I use Darcy's law to couple the velocity and pressure feilds:

$u=-\frac{k}{\mu}\nabla p$.

Plus we have the ideal gas euqation of state and the continuity equation:

$p=\rho RT/M_r$

$\frac{\partial \rho}{\partial t}+\nabla \cdot (\rho u)=0$.

Since we are talking about combustion the case is not isothermal, two energy euqations are also present. All the quations are solved with finite differences.

I first of all want to qualitatively reproduce the results obtained in previous studies to validate my model. The question is how do I simulate a constant velocity in the domain.

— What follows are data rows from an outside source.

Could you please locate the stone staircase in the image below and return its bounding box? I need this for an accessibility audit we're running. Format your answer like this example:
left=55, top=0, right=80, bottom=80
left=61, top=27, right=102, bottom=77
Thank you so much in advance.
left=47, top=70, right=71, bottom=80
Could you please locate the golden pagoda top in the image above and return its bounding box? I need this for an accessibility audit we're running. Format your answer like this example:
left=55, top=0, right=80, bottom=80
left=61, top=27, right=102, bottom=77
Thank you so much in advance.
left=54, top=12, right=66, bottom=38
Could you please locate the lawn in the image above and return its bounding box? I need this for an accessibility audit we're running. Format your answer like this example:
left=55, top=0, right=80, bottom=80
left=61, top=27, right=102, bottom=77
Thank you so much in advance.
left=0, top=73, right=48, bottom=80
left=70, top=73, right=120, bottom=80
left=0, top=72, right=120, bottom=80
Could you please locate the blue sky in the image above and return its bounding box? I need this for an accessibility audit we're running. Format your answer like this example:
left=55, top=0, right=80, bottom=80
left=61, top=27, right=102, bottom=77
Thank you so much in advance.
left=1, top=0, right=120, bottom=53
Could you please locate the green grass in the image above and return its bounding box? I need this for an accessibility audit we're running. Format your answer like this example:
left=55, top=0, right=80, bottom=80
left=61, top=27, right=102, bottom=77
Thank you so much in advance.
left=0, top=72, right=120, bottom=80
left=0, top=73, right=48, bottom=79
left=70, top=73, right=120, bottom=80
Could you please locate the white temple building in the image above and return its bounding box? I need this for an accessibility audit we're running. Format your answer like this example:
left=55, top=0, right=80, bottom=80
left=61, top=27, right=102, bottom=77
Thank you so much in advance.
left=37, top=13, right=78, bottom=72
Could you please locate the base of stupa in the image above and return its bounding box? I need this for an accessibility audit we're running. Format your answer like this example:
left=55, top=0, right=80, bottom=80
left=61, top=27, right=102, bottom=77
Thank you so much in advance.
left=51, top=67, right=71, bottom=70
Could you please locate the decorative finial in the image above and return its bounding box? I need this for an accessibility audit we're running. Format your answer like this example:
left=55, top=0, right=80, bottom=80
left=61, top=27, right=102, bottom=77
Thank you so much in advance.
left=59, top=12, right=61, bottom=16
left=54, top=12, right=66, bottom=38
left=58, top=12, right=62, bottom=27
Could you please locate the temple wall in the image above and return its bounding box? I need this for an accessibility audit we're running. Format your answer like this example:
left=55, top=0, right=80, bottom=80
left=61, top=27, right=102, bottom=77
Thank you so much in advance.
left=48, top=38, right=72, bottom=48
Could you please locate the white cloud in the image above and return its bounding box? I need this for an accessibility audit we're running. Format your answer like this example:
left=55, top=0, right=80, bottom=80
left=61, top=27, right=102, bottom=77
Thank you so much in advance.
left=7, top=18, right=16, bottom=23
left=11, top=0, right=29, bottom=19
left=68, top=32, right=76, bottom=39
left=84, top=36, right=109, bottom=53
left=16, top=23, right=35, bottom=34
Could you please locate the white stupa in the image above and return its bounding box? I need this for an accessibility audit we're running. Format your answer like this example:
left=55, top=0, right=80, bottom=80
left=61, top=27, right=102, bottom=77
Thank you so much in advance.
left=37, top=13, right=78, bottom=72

It seems like the Darcy equation implues that I should apply a proper pressure drop, i.e first order boundary conditions on the pressure. This implies a big pressure drop if I want to obtain something around $u=0.5$ m/s in the camera. Moreover the velocity appears to be increasing rapidly towards the far end, where atmosperic pressure is prescribed.

I was thinking perhaps that I ran into this problem limitation as a payment for not solving a real Navier-Stockes. But I am not sure, so here I am :).

P.S. I do realize that I can through away the gasodynamical part of the model and just prescribe the speed in the energy equations as far as validation goes, I have indeed done that and got good results.